Oil giants have faced a double challenge this year, dealing with plunging oil prices, some of which turned negative for a short while in April, and increased pressure to set new environmental goals.

Shell and UK rival BP have pledged to lower emissions to net zero by the middle of the century.

David Kimberley, an analyst at Freetrade, said: “Undoubtedly, we are moving towards a renewable future. But this is not going to happen overnight and claims that the pandemic has accelerated this process seem misplaced and overly optimistic.

“It’s worth remembering that there was a dip in energy usage and similar claims about a green future after the last financial crisis.

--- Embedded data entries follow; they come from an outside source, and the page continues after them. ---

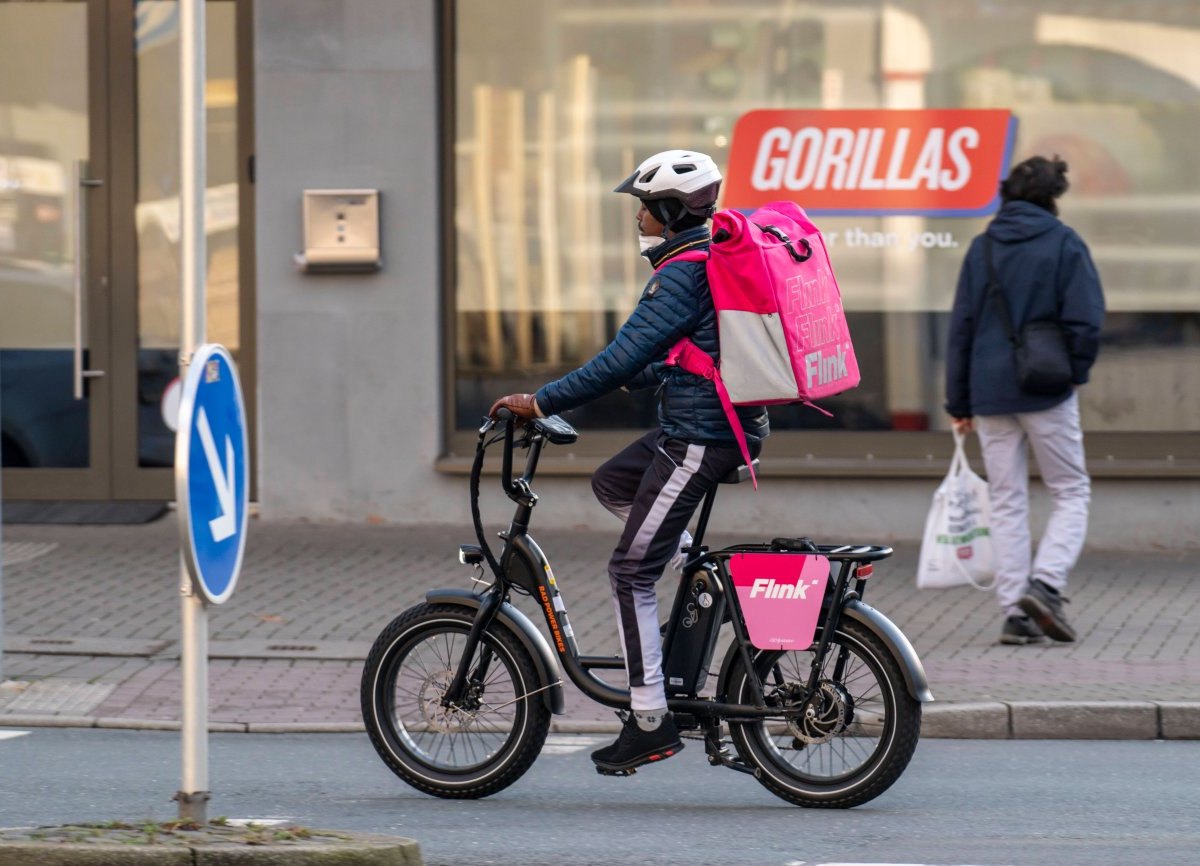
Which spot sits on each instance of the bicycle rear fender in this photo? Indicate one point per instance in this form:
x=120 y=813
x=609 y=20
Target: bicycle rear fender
x=897 y=642
x=526 y=632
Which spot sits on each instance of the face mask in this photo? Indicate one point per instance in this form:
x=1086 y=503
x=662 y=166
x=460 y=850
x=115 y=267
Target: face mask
x=648 y=242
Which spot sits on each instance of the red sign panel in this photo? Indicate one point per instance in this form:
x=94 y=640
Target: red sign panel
x=933 y=162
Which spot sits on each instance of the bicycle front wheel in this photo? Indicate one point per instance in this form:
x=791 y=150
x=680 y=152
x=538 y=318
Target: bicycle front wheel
x=852 y=739
x=473 y=749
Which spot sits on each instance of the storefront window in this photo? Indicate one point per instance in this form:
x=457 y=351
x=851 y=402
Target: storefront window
x=557 y=100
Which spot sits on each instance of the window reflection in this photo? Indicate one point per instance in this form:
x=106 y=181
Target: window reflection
x=557 y=101
x=157 y=208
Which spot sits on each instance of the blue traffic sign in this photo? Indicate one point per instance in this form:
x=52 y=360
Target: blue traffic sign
x=211 y=471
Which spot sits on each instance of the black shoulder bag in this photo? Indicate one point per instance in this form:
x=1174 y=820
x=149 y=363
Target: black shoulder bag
x=1039 y=348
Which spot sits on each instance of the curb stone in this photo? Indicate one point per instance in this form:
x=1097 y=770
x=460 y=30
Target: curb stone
x=1180 y=720
x=211 y=847
x=1114 y=720
x=966 y=721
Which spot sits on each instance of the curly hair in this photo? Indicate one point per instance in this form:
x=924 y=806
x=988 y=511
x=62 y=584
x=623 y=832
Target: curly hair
x=1038 y=181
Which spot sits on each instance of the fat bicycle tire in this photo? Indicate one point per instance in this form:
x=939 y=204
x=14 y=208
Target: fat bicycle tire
x=870 y=705
x=405 y=677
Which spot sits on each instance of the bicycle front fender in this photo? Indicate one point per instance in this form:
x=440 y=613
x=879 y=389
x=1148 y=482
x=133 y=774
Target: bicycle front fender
x=897 y=642
x=526 y=632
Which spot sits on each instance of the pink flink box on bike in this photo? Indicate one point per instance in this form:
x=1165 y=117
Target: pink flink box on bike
x=780 y=596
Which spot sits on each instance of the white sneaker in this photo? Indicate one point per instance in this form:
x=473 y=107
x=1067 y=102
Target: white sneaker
x=681 y=558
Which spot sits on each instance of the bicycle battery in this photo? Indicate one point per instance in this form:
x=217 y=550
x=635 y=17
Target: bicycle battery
x=691 y=633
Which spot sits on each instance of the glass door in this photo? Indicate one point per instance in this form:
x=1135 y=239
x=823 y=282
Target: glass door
x=90 y=233
x=54 y=418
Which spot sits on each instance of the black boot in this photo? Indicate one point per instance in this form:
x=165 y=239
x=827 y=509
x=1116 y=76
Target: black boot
x=1044 y=605
x=635 y=747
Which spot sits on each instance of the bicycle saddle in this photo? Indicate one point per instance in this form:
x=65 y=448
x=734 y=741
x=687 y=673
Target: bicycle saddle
x=738 y=475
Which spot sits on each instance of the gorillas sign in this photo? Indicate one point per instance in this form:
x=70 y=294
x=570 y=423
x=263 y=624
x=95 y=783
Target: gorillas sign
x=931 y=162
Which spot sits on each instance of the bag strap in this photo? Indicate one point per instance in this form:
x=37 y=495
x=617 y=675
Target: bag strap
x=996 y=292
x=685 y=256
x=690 y=358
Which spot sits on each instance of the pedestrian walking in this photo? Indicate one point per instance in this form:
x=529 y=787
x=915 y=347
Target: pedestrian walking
x=1024 y=335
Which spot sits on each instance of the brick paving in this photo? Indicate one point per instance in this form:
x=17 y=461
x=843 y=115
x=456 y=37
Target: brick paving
x=108 y=588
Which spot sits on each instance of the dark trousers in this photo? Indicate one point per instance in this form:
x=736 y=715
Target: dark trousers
x=654 y=486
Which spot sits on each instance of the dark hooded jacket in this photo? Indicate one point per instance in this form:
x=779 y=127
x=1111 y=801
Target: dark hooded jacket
x=1047 y=274
x=675 y=304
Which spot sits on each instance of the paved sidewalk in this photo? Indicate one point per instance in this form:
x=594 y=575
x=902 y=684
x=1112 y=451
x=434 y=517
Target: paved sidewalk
x=91 y=623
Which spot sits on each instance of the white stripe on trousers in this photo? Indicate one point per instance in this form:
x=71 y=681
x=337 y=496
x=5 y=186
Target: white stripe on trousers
x=651 y=695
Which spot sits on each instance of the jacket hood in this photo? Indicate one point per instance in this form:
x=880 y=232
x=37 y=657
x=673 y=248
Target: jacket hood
x=1019 y=221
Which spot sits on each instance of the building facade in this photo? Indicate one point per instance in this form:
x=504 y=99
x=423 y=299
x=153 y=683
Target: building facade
x=495 y=133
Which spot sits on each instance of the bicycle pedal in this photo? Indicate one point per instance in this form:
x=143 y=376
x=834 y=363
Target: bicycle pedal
x=604 y=771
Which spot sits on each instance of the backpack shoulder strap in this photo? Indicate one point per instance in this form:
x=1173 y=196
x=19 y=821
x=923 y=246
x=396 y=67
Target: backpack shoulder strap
x=688 y=256
x=687 y=355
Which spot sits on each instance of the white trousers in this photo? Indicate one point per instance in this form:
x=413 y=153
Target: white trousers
x=1057 y=443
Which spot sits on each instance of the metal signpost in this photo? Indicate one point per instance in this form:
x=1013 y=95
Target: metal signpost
x=213 y=495
x=211 y=465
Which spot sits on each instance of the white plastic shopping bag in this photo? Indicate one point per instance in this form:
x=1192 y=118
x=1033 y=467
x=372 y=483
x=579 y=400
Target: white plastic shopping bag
x=957 y=546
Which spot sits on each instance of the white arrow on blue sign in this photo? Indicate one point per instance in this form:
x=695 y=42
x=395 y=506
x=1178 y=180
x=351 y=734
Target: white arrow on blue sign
x=211 y=471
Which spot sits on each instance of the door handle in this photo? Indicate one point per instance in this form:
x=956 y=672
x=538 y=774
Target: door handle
x=81 y=253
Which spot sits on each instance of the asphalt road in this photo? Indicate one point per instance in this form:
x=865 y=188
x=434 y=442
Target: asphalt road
x=979 y=803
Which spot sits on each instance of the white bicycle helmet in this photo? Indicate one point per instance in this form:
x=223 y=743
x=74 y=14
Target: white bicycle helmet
x=685 y=175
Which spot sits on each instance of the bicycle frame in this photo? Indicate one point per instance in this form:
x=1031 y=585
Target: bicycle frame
x=523 y=565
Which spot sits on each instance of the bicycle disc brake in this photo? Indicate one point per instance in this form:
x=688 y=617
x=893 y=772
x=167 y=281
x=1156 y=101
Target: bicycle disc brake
x=825 y=715
x=445 y=720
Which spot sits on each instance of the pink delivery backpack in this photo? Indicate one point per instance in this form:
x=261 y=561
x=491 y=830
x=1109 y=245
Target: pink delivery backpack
x=780 y=323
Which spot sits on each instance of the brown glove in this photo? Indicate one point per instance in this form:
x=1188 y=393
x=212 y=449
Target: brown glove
x=520 y=404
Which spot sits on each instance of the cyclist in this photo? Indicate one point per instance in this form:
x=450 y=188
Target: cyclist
x=655 y=483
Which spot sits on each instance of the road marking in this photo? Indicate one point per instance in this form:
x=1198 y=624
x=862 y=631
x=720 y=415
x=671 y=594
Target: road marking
x=569 y=744
x=258 y=822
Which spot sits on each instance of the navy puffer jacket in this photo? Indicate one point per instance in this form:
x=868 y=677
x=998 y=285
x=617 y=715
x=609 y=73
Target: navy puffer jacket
x=676 y=304
x=1047 y=274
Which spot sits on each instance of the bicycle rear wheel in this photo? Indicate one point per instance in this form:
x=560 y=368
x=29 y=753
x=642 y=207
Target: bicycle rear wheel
x=475 y=749
x=853 y=740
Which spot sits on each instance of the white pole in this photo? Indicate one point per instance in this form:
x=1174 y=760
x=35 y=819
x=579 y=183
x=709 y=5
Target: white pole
x=1 y=589
x=195 y=637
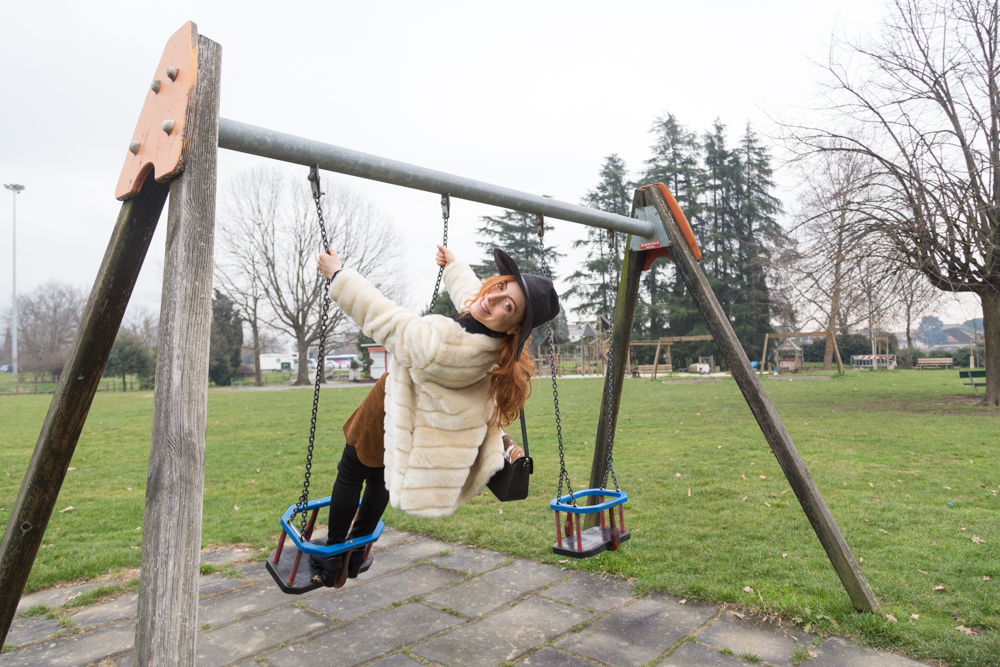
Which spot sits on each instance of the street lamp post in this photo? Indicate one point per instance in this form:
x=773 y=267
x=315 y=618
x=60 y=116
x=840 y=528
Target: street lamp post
x=14 y=188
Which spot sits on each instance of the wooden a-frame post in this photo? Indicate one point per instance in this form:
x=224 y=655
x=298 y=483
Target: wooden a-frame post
x=173 y=151
x=749 y=383
x=167 y=623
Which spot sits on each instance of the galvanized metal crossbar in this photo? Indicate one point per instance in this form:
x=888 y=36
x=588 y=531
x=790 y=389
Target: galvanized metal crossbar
x=244 y=138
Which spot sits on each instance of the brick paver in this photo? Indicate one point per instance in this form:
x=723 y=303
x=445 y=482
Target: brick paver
x=426 y=600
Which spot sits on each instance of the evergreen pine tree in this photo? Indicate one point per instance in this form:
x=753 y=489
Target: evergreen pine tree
x=595 y=284
x=668 y=310
x=7 y=351
x=756 y=232
x=516 y=234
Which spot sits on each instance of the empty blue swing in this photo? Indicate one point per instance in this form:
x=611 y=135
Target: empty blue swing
x=607 y=536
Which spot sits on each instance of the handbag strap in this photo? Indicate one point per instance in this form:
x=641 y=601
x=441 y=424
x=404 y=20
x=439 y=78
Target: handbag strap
x=524 y=435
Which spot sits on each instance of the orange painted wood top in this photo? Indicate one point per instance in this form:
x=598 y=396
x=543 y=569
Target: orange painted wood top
x=162 y=136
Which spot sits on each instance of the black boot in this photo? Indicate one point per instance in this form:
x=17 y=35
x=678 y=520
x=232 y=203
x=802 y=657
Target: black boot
x=361 y=560
x=331 y=566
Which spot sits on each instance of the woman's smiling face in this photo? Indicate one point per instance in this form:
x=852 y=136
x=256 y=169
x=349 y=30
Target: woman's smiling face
x=502 y=308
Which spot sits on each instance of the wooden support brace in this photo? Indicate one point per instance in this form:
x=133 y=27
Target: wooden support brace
x=80 y=380
x=767 y=417
x=166 y=625
x=621 y=332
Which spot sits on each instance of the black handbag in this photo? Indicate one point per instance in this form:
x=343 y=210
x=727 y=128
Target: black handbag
x=511 y=482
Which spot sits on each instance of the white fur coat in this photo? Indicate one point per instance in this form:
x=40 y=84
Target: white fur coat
x=439 y=450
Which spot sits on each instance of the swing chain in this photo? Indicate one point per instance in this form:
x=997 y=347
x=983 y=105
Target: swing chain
x=612 y=415
x=445 y=214
x=300 y=506
x=551 y=338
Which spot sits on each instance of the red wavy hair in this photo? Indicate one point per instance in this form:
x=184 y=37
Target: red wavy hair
x=510 y=380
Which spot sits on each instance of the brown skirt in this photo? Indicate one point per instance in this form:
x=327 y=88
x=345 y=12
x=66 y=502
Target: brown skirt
x=365 y=428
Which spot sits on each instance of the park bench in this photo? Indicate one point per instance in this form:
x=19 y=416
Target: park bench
x=971 y=374
x=647 y=369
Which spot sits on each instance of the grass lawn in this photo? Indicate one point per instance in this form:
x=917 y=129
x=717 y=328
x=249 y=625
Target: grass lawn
x=906 y=461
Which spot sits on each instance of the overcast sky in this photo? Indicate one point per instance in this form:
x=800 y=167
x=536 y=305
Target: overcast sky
x=528 y=95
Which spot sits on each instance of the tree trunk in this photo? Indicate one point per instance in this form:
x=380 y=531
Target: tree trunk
x=831 y=326
x=991 y=341
x=257 y=380
x=303 y=345
x=909 y=333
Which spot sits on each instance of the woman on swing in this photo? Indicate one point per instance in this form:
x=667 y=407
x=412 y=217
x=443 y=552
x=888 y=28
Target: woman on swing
x=429 y=434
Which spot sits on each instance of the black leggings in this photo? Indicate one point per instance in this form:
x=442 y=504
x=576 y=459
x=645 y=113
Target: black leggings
x=351 y=473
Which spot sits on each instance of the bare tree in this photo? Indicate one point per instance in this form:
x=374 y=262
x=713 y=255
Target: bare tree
x=47 y=320
x=253 y=202
x=917 y=297
x=271 y=238
x=824 y=267
x=923 y=103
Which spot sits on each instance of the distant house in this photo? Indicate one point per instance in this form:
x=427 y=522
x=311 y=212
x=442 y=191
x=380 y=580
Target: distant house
x=380 y=359
x=789 y=357
x=285 y=361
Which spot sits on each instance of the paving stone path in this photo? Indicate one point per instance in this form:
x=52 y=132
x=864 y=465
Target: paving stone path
x=426 y=602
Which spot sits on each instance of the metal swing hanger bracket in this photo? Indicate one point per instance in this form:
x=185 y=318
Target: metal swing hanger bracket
x=244 y=138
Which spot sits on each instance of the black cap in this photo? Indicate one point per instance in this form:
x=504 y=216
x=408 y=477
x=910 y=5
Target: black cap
x=540 y=299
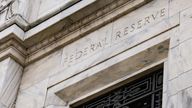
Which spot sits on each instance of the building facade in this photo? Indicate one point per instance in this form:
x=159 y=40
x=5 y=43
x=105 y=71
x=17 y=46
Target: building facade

“Instead we got a decade of sustained growth in hydrocarbon usage. With demand for electricity in most European countries back to pre-pandemic levels and cheap oil on the market, it’s unlikely the predicted green future is going to be appearing any time soon.”

Shell said its adjusted earnings were 1 billion US dollars (£770 million) in the third quarter, its cash flow from operating activities was 10.4 billion dollars (£8 billion), down 15% from the same time last year. Free cash flow hit 7.6 billion dollars (£5.9 billion).